# Sonora Driver's License



## missy777 (Aug 11, 2017)

I will be relocating to Sonora, Mexico in about three months and cannot find any info regarding getting a driver's license in Sonora. Is there anybody out there with the story about the requirements for same?

Thank you!


----------



## TundraGreen (Jul 15, 2010)

missy777 said:


> I will be relocating to Sonora, Mexico in about three months and cannot find any info regarding getting a driver's license in Sonora. Is there anybody out there with the story about the requirements for same?
> 
> Thank you!


Don't know about Sonora. I have both a automobile and motorcycle license for Jalisco. They are issued by the state so Sonora may be different. In Jalisco, it was pretty easy. Picture that they took, fingerprints, 10 question computer test, then a driving test of one loop around a small parking lot in their vehicle and that was it, about 30 minutes from start to finish with no advanced paperwork to mess with.


----------



## horseshoe846 (Feb 8, 2017)

We have drivers licenses for Morelos. As I remember it (from 5 years ago), there was perhaps a 20 question paper test (in Spanish). Since my Spanish was very young at the time they allowed my wife and I to work on the exam together. There was a vision test and my license says I need glasses. There was no driving test - possibly because our US licenses were still valid.


----------



## Isla Verde (Oct 19, 2011)

horseshoe846 said:


> We have drivers licenses for Morelos. As I remember it (from 5 years ago), there was perhaps a 20 question paper test (in Spanish). Since my Spanish was very young at the time they allowed my wife and I to work on the exam together. There was a vision test and my license says I need glasses. There was no driving test - possibly because our US licenses were still valid.

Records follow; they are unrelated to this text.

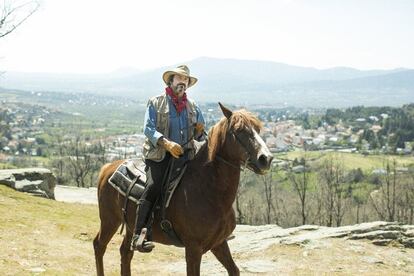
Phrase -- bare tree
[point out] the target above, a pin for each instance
(384, 200)
(268, 182)
(334, 190)
(14, 13)
(300, 182)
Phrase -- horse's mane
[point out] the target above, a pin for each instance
(217, 135)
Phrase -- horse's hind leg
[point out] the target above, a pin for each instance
(126, 254)
(222, 253)
(105, 234)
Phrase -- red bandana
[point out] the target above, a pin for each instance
(179, 104)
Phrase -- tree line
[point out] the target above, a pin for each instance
(325, 193)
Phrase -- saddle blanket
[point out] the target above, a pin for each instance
(133, 170)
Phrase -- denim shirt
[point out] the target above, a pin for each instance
(177, 124)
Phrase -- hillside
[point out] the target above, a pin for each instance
(241, 82)
(53, 238)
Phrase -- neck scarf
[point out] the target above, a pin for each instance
(179, 104)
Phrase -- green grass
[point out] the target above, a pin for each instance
(57, 237)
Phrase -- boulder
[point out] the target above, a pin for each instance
(38, 181)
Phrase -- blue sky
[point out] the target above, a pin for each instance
(91, 36)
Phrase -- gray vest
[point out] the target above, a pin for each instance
(160, 103)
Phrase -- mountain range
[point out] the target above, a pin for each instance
(240, 82)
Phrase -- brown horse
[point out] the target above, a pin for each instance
(201, 209)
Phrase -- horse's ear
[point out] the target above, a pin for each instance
(227, 112)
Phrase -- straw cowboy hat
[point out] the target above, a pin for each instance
(180, 70)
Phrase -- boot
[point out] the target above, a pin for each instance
(139, 239)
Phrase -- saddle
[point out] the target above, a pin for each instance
(129, 179)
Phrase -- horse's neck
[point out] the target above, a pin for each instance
(221, 179)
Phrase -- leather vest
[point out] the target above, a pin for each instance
(161, 106)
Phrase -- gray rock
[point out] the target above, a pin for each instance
(407, 242)
(382, 242)
(38, 181)
(378, 234)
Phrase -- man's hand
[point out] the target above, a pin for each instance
(199, 128)
(175, 149)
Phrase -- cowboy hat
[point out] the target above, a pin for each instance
(181, 70)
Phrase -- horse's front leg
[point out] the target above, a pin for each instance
(222, 253)
(193, 256)
(126, 254)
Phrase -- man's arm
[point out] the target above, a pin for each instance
(150, 121)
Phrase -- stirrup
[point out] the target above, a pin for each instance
(141, 244)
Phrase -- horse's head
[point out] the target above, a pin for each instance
(237, 136)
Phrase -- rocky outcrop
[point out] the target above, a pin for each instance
(38, 181)
(378, 232)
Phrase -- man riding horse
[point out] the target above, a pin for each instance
(171, 123)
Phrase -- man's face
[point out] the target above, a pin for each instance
(179, 85)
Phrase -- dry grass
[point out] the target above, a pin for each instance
(40, 236)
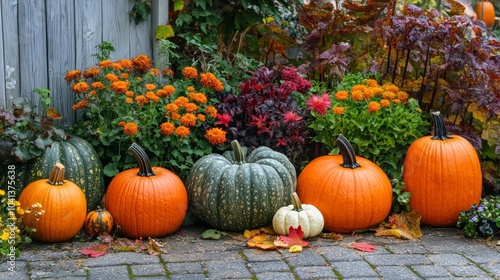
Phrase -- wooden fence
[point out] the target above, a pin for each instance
(40, 40)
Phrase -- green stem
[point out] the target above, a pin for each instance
(439, 127)
(297, 206)
(347, 152)
(239, 157)
(142, 160)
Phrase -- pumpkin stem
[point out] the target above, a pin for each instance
(142, 159)
(239, 157)
(347, 152)
(439, 127)
(56, 176)
(297, 206)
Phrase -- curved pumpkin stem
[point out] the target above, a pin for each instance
(297, 206)
(239, 157)
(56, 176)
(142, 160)
(347, 152)
(439, 127)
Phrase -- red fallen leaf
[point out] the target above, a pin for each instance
(295, 237)
(363, 246)
(96, 251)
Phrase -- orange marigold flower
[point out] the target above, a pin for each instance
(198, 97)
(372, 83)
(111, 77)
(182, 131)
(130, 128)
(154, 72)
(175, 116)
(373, 107)
(167, 128)
(181, 101)
(150, 86)
(216, 136)
(105, 63)
(167, 72)
(142, 63)
(403, 96)
(385, 103)
(52, 113)
(191, 107)
(211, 111)
(188, 119)
(338, 110)
(120, 86)
(170, 89)
(91, 72)
(357, 95)
(171, 108)
(72, 75)
(190, 72)
(82, 104)
(141, 100)
(152, 96)
(97, 85)
(126, 63)
(116, 66)
(80, 87)
(388, 95)
(342, 95)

Some places don't require a driving test from anyone, at least that's the case in Mexico City.


----------



## joaquinx (Jul 3, 2010)

You do have three months to worry about this, however, your US driver's license is good. After you relocate, you can head down to the Transito office and ask about the requirements of a license.


----------



## RVGRINGO (May 16, 2007)

Here is the Sonora website with the requirements for a driving license in that state:

Gobierno Del Estado de Sonora


----------